Written by Channtal Fleischfresser, Contributor

Cases of identity theft usually revolve around stolen credit cards and bank accounts. But these days, stolen identities are also being used for medical treatment. An Ohio man recently indicted on identity theft charges is said to have used another person's identity to get more than $300,000 in medical treatment.

This sort of data breach can cost the U.S. health care system up to $7 billion a year, according to the Ponemon Institute, which studies privacy, data protection and security.

Increasingly, biometric technology (things like iris scanners or palm vein readers, previously found mostly in sci-fi movies) is being considered as a way of verifying people's identities. Sales of biometric devices are forecast to rise 20 percent a year to nearly $11 billion by 2017, and these providers speak of increasing demand from health care providers.

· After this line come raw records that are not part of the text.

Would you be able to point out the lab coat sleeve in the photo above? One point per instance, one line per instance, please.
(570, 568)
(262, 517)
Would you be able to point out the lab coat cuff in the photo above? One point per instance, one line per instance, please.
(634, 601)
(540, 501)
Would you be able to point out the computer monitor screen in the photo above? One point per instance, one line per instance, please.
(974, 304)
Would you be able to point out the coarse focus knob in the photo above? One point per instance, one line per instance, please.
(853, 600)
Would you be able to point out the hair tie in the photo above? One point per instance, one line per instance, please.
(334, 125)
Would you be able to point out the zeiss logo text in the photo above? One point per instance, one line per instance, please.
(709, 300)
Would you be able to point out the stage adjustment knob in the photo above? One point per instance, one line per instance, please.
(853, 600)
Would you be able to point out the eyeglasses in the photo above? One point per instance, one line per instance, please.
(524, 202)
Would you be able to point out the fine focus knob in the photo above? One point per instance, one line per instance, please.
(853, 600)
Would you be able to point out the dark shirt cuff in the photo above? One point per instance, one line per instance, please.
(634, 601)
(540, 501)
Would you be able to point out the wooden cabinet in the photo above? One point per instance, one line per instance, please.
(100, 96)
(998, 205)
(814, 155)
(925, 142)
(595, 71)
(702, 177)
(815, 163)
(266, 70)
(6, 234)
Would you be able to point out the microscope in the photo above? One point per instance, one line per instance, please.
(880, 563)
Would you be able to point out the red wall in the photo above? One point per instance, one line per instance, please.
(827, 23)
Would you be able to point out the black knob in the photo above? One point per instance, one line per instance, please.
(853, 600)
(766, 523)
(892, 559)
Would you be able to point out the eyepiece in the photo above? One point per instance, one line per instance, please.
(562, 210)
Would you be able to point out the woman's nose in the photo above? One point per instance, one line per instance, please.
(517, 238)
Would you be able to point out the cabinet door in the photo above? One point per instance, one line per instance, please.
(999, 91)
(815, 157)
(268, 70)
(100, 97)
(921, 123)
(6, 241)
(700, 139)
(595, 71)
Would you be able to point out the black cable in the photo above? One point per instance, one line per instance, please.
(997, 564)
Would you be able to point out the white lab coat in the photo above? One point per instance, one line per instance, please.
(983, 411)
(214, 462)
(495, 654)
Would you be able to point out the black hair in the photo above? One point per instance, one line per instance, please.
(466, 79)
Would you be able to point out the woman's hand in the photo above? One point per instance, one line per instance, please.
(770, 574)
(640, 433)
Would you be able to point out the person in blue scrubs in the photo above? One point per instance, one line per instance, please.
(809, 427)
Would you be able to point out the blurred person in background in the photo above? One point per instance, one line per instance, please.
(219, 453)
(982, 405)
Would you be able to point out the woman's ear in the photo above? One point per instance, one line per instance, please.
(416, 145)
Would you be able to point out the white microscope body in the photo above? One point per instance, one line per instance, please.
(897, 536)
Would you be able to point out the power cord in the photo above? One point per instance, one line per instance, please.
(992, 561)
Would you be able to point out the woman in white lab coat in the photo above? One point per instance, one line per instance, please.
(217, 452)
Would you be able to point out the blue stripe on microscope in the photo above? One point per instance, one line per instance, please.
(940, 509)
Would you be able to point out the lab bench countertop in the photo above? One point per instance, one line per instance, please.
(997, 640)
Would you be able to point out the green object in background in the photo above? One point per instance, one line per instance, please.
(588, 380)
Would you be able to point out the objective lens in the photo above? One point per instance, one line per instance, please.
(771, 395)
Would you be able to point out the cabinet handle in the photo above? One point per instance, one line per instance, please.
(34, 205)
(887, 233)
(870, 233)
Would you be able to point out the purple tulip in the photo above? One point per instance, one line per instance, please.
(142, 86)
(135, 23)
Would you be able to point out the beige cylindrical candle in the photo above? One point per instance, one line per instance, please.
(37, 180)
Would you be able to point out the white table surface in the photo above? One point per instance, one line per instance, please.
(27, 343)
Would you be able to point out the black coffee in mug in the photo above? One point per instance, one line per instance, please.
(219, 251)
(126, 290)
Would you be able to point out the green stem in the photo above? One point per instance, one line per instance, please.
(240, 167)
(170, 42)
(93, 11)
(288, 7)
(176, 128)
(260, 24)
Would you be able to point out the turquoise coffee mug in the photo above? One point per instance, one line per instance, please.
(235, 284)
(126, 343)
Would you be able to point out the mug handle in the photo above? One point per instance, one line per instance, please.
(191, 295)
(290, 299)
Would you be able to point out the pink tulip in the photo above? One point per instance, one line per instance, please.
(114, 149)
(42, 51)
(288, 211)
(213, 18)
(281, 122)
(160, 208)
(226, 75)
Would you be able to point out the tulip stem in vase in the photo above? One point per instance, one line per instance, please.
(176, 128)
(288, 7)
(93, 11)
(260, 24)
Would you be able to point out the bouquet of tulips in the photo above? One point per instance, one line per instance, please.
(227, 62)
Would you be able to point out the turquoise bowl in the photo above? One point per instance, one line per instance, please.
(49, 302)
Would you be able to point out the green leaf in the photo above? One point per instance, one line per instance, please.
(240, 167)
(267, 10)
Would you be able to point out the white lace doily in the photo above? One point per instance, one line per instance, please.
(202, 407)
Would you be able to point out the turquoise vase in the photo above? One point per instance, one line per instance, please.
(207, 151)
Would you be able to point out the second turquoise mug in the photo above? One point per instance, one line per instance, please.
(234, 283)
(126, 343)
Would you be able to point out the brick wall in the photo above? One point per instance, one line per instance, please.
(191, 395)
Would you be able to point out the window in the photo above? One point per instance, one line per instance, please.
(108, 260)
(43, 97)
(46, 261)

These days, an iris-scanning unit can cost between $200 and $300. According to Joey Pritkin, director of product marketing for identity solutions at AOptix, whose technology is used at London's Gatwick airport, an iris scan is 100,000 times more resistant to false identification than facial-recognition software.

Among the 80 health care groups surveyed by the Ponemon Institute, more than half reported at least one incident of medical identity theft, and forty-five percent reported more than five data breaches in the past two years.

“This is a technology whose time has arrived both in a cost sense and in terms of its potential utilization,” said Ted Dunstone, chief executive officer of Australian consulting firm Biometix.